Let's say I have a string of DNA 'GAAGGAGCGGCGCCCAAGCTGAGATAGCGGCTAGAGGCGGGTAACCGGCA'
Consider the first 5 letters: GAAGG
And I want to replace each overlapping bi-gram 'GA','AA','AG','GG' with some number that corresponds to their likelihood of occurrence, summing them. Like 'GA' = 1, 'AA' = 2, 'AG' = .7, 'GG' = .5. So for GAAGG I would have my sumAnswer = 1 + 2 + .7 + 5.
So in pseduo code, I want to...
-iterate over each overlapping bi-gram in my DNA string
-find the corresponding value to each unique bi-gram pair
-sum each value iteratively
I'm not enitrely sure how to iterate over each pair.
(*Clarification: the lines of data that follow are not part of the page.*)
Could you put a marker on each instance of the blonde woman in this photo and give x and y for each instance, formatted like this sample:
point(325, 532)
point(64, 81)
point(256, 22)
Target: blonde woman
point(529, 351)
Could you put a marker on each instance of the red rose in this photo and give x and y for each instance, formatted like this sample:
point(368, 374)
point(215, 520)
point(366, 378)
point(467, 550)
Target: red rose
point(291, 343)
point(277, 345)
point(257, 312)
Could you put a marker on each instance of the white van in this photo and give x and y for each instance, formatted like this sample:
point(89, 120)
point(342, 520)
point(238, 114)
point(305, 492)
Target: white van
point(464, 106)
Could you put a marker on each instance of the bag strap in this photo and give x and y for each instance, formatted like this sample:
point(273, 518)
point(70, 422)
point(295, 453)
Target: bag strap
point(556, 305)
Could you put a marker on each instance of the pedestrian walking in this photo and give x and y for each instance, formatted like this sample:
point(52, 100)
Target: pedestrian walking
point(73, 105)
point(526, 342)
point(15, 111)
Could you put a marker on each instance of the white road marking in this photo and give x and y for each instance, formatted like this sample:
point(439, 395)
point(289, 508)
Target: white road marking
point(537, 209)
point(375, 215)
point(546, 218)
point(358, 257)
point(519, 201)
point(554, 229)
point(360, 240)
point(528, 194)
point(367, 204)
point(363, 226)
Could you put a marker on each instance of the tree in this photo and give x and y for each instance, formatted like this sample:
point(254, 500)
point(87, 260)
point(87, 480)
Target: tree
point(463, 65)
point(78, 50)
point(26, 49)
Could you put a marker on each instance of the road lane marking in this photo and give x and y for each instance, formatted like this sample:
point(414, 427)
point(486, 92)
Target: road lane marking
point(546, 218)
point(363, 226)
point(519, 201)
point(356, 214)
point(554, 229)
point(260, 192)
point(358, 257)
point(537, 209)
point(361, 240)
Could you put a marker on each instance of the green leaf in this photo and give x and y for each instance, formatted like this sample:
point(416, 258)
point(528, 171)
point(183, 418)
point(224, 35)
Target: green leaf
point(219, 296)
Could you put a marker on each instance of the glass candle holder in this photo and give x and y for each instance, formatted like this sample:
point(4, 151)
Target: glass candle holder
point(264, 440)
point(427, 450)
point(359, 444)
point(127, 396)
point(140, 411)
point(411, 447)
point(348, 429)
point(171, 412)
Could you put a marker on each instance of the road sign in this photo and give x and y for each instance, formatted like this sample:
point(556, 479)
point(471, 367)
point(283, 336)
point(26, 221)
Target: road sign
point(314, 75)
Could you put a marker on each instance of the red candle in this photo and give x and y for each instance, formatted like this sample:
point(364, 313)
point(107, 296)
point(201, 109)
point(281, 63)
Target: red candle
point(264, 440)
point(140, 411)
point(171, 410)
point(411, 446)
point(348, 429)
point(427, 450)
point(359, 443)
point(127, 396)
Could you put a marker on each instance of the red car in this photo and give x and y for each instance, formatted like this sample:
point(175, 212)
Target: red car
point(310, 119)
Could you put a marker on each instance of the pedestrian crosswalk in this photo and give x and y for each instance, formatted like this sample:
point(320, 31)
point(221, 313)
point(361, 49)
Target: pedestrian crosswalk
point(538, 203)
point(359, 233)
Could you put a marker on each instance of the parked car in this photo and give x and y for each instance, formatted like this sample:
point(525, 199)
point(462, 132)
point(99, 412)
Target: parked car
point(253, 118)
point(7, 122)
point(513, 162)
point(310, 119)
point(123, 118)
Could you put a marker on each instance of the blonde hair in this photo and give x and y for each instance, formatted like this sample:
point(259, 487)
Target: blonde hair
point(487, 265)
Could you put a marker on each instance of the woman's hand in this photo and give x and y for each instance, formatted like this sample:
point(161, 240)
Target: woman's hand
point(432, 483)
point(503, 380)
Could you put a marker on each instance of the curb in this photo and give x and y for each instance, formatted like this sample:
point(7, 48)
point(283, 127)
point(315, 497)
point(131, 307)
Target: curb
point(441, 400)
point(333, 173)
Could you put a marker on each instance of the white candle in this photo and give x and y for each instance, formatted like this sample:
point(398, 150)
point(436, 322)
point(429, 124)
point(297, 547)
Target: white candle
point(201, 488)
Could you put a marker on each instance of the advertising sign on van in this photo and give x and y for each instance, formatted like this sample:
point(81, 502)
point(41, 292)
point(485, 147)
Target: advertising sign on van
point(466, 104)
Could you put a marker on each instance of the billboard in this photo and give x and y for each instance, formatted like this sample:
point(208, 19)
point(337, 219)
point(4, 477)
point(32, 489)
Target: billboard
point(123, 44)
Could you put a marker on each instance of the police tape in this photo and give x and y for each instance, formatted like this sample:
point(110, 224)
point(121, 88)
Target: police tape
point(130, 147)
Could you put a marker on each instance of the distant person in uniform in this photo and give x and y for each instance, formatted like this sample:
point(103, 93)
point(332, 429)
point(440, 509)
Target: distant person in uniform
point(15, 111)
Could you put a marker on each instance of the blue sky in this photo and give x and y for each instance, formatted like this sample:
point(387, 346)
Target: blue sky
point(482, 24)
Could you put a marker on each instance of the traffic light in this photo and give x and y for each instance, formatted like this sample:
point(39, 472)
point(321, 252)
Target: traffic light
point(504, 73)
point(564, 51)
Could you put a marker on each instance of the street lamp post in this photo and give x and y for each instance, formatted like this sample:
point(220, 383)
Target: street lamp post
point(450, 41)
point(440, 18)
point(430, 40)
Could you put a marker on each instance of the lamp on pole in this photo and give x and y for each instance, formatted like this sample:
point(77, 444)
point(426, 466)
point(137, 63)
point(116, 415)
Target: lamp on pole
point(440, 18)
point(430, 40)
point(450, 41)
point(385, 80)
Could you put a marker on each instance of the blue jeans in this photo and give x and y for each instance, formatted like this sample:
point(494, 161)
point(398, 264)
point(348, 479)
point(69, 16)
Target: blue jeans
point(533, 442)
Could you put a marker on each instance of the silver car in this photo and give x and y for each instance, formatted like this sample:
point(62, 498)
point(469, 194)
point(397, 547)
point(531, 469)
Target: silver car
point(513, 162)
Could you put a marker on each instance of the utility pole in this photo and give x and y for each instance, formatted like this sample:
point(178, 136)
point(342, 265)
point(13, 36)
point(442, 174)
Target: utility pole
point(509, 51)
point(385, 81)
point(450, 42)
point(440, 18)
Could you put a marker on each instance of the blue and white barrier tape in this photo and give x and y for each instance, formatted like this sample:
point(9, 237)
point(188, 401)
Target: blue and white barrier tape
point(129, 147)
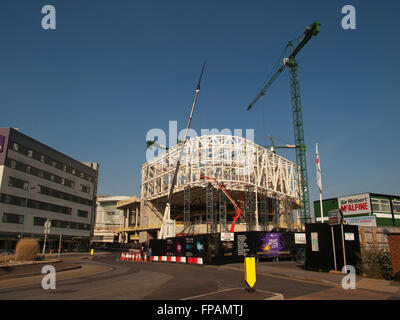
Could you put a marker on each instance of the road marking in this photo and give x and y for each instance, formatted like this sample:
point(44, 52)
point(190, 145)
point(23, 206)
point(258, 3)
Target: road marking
point(277, 296)
point(294, 278)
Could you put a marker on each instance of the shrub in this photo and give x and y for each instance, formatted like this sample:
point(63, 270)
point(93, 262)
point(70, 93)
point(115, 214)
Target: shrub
point(26, 249)
point(376, 263)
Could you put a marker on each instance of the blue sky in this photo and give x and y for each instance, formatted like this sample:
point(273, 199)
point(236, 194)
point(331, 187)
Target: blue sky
point(112, 70)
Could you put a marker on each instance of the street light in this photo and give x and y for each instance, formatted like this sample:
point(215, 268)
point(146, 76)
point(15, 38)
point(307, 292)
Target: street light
point(26, 204)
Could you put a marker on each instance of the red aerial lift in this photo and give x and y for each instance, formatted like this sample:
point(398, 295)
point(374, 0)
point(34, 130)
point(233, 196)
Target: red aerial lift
point(237, 209)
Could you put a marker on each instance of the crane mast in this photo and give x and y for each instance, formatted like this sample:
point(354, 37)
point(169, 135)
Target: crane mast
point(168, 226)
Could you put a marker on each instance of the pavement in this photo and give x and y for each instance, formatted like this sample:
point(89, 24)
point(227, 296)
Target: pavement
point(33, 268)
point(293, 270)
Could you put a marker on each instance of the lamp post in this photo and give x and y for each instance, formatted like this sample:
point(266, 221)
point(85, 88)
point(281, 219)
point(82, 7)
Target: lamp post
point(26, 205)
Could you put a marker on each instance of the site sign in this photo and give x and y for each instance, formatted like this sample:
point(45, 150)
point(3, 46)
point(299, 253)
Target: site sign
point(365, 221)
point(227, 236)
point(353, 205)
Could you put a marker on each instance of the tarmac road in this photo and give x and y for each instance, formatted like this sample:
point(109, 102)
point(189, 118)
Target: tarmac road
point(106, 277)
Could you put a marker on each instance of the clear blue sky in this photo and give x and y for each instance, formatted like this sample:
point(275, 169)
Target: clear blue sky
point(112, 70)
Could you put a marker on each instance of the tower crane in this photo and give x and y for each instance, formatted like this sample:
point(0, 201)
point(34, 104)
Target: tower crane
point(290, 62)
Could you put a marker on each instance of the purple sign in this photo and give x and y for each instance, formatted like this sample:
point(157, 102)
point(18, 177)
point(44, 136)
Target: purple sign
point(2, 140)
point(272, 244)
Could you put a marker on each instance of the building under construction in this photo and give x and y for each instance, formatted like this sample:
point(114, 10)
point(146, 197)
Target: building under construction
point(264, 185)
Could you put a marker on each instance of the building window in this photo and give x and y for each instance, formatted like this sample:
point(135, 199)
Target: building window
point(13, 218)
point(83, 214)
point(396, 206)
point(380, 205)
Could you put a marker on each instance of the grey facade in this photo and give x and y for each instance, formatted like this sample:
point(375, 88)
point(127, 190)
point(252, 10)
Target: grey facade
point(39, 183)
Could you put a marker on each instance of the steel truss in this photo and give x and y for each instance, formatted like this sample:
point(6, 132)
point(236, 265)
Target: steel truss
point(235, 161)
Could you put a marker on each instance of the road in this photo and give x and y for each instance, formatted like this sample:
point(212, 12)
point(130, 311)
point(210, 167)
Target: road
point(106, 277)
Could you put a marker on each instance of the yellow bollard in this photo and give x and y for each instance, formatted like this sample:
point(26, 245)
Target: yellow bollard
point(250, 272)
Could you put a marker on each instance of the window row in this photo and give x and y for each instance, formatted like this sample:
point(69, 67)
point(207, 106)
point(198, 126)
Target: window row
point(12, 218)
point(34, 204)
point(63, 195)
point(47, 160)
point(37, 221)
point(14, 164)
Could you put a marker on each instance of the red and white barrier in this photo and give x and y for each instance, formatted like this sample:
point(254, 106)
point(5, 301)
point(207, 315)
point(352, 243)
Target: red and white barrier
point(128, 256)
point(178, 259)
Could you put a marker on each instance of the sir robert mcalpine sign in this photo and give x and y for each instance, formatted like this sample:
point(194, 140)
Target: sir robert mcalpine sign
point(353, 205)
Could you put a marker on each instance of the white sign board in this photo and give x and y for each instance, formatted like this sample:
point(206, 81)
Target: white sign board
point(300, 238)
point(366, 221)
point(227, 236)
point(314, 241)
point(358, 204)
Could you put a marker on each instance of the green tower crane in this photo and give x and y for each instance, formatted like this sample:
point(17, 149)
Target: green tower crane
point(290, 62)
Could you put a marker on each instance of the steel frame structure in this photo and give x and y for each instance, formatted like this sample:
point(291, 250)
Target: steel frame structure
point(235, 161)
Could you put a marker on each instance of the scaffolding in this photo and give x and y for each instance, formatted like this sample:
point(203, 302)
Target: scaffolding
point(237, 163)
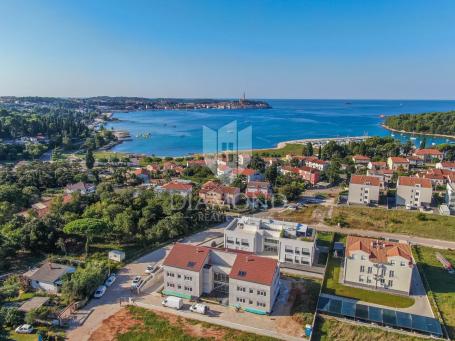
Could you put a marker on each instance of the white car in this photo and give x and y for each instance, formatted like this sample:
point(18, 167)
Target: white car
point(136, 282)
point(110, 280)
point(100, 291)
point(149, 268)
point(24, 329)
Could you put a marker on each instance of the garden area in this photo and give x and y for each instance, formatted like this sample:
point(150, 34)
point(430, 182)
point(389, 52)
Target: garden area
point(440, 285)
point(134, 323)
point(395, 221)
point(328, 329)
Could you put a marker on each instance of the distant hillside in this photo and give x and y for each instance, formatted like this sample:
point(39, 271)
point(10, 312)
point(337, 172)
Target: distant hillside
point(442, 123)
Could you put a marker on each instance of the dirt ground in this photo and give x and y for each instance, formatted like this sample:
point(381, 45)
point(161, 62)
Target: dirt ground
point(123, 321)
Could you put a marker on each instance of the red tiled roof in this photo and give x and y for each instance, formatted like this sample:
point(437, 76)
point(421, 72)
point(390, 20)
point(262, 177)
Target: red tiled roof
point(178, 186)
point(365, 180)
point(412, 181)
point(399, 159)
point(255, 269)
point(361, 158)
point(378, 250)
point(187, 256)
point(428, 151)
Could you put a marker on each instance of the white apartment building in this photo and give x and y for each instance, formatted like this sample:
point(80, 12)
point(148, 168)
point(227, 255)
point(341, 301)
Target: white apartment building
point(292, 243)
point(378, 265)
point(249, 281)
point(364, 189)
point(413, 191)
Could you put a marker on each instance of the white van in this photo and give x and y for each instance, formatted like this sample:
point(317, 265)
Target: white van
point(173, 302)
point(199, 308)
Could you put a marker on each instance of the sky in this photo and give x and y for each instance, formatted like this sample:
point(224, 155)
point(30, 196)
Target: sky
point(367, 49)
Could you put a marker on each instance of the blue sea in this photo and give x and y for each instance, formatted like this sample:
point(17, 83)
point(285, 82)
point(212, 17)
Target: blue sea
point(179, 132)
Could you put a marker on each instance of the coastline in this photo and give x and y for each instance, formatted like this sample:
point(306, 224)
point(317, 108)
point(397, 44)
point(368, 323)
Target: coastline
point(416, 133)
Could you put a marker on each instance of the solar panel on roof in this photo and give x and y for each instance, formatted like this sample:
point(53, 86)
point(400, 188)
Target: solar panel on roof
point(375, 314)
point(348, 309)
point(389, 317)
point(361, 311)
point(404, 320)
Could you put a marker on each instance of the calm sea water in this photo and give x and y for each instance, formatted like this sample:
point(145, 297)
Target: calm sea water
point(178, 133)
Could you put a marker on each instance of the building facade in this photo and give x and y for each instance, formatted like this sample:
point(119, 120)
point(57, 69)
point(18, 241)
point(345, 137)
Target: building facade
point(250, 282)
point(378, 265)
point(364, 190)
point(413, 191)
point(292, 243)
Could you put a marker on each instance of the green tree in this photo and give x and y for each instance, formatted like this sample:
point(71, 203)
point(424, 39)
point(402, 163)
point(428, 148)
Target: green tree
point(87, 227)
point(89, 159)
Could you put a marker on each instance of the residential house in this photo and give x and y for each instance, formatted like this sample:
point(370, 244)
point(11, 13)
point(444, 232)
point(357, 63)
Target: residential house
point(214, 193)
point(320, 165)
point(174, 187)
point(413, 191)
point(249, 281)
point(292, 243)
point(446, 165)
point(48, 277)
point(415, 161)
point(377, 165)
point(397, 162)
point(364, 190)
point(81, 187)
point(256, 189)
point(429, 154)
point(361, 160)
point(378, 265)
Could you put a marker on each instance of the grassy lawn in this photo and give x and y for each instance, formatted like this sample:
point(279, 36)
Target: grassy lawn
point(328, 329)
point(332, 286)
point(441, 283)
point(155, 327)
point(398, 221)
point(306, 215)
point(295, 149)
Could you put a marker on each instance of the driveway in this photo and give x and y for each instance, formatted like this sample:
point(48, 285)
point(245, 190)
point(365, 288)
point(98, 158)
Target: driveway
point(108, 305)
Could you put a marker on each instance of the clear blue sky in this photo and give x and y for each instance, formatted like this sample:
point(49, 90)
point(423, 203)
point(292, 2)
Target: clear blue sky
point(219, 48)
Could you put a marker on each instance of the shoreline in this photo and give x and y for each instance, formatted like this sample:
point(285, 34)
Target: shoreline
point(452, 137)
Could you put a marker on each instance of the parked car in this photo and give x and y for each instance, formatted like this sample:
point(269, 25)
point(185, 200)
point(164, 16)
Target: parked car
point(100, 291)
point(111, 279)
point(136, 281)
point(173, 302)
point(149, 268)
point(24, 329)
point(199, 308)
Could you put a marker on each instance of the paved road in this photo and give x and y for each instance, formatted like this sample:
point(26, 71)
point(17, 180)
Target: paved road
point(109, 304)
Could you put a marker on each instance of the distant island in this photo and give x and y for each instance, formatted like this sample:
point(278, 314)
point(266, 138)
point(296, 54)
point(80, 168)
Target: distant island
point(103, 104)
point(433, 123)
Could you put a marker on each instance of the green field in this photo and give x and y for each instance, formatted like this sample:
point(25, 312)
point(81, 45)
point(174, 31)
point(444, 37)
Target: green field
point(440, 284)
point(155, 327)
point(397, 221)
point(328, 329)
point(333, 287)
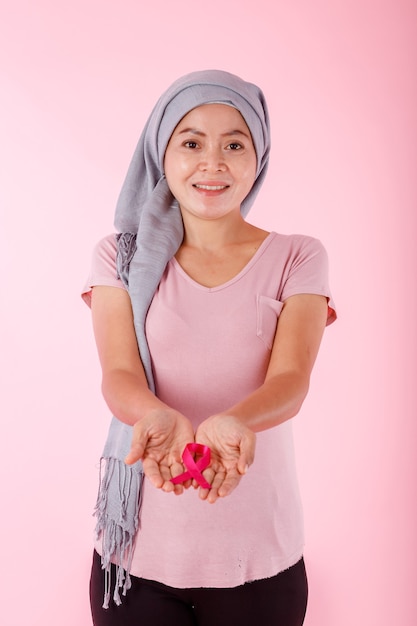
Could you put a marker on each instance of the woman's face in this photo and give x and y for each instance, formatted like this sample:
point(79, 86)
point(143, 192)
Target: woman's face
point(210, 161)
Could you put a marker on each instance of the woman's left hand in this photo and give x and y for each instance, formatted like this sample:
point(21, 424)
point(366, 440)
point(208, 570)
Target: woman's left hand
point(232, 446)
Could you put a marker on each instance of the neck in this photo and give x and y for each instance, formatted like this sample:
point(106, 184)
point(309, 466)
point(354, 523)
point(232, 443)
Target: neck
point(214, 234)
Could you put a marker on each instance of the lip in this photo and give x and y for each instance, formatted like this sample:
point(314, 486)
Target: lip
point(210, 186)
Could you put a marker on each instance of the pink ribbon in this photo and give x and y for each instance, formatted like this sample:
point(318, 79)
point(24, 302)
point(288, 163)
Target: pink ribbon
point(194, 468)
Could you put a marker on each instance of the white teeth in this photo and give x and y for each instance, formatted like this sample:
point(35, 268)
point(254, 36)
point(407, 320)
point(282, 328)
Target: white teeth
point(211, 187)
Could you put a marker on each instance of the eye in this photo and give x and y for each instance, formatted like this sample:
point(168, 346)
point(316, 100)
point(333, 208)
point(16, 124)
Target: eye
point(235, 146)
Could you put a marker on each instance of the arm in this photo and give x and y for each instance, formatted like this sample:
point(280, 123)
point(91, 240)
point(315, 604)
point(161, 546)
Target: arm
point(230, 434)
point(159, 432)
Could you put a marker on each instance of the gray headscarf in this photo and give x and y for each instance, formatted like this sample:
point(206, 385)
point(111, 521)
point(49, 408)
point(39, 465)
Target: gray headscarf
point(151, 230)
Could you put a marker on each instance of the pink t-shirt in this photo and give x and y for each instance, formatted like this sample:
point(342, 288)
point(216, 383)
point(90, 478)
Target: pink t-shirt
point(210, 347)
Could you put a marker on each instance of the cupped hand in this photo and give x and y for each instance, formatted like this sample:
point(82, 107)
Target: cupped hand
point(158, 440)
point(232, 446)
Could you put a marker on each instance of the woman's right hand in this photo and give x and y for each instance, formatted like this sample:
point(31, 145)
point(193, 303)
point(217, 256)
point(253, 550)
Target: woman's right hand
point(158, 440)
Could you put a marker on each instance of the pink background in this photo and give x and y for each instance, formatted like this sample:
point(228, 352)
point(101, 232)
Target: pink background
point(78, 80)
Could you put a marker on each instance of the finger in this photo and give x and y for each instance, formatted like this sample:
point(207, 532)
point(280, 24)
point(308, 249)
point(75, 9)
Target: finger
point(176, 469)
point(135, 453)
point(152, 471)
point(209, 474)
point(229, 483)
point(137, 446)
point(247, 454)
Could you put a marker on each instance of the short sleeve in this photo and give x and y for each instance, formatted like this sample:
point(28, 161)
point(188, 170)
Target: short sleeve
point(103, 268)
point(309, 272)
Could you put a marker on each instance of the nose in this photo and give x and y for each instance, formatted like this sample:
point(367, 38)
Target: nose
point(212, 159)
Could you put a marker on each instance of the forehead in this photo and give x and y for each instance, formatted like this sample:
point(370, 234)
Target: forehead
point(213, 114)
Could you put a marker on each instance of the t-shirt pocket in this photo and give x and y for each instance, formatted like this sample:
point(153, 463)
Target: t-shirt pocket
point(267, 312)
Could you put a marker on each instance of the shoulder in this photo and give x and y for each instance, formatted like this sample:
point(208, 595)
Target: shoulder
point(296, 243)
point(103, 270)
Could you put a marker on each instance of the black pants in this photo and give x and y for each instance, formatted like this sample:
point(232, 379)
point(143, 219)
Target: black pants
point(277, 601)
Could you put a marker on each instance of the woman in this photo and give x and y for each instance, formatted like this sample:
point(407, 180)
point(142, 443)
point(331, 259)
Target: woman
point(207, 330)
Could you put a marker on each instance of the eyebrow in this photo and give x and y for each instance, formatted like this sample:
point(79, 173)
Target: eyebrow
point(195, 131)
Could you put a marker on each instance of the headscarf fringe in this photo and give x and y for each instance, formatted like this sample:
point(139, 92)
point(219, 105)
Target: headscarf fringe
point(113, 525)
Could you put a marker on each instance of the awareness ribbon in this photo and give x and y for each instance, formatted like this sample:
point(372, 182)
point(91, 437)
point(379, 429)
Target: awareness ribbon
point(194, 468)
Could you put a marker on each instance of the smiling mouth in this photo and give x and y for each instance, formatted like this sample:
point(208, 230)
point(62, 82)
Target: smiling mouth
point(211, 187)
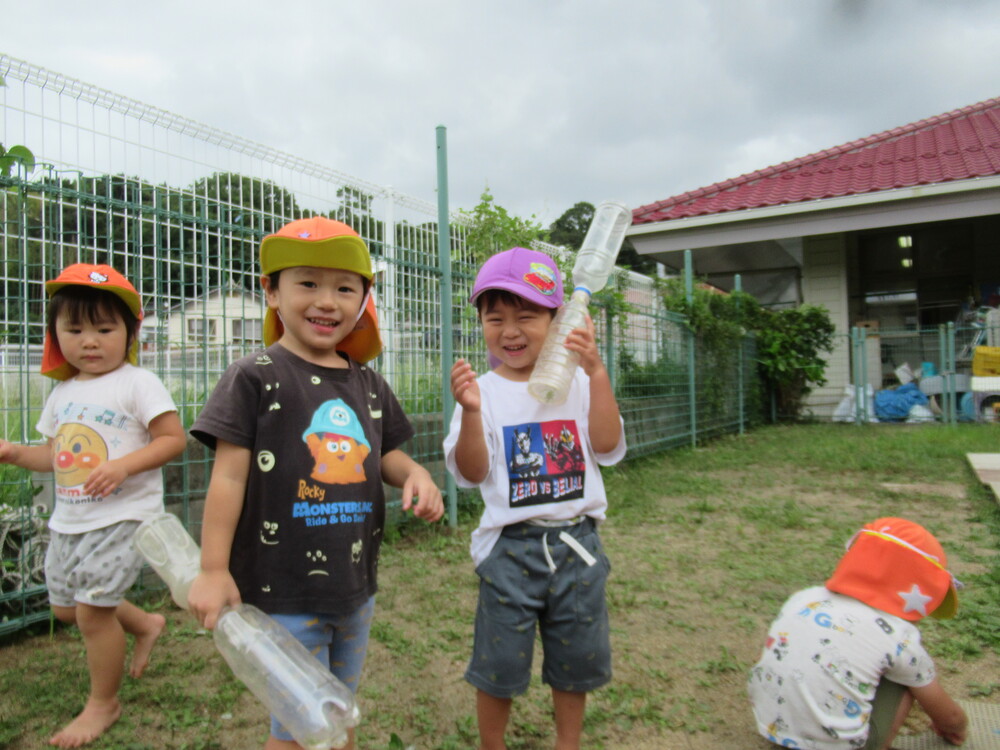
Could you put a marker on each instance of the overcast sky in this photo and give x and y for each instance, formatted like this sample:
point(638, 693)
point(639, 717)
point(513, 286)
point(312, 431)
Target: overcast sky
point(545, 103)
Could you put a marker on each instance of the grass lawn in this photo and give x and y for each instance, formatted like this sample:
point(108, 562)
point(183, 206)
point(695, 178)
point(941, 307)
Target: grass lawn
point(705, 545)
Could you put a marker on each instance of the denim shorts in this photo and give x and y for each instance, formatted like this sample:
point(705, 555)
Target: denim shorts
point(534, 577)
point(96, 567)
point(340, 642)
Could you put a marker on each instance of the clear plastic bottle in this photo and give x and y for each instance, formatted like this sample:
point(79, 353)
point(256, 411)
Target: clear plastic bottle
point(171, 552)
point(313, 705)
point(554, 369)
point(597, 255)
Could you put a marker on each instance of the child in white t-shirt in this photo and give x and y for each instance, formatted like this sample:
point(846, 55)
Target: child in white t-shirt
point(110, 427)
point(843, 663)
point(537, 551)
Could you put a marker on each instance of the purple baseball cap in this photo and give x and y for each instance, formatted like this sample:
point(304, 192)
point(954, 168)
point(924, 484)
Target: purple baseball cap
point(530, 274)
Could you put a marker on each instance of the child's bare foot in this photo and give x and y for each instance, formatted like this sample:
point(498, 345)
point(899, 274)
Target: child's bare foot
point(89, 725)
point(144, 643)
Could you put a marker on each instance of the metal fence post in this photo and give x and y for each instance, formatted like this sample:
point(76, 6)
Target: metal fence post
point(738, 287)
point(692, 341)
point(950, 377)
point(444, 259)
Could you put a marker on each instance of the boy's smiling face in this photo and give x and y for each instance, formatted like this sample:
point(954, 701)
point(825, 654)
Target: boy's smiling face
point(318, 309)
point(514, 334)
I thought a for loop would work, but that doesn't account for the overlap: it prints every 2-pair (GAGC = GA,GC), not every overlapping 2-pair (GAGC = GA,AG,GC)
for i in range(0, len(input), 2):
Just leave out the
,2 in your range and make sure to not arrive at the very end of your string:
for i in range(0, len(input)-1): print input[i:i+2]
,2 tells Python to step forward two on every iteration. By leaving it out, you default to stepping forward one.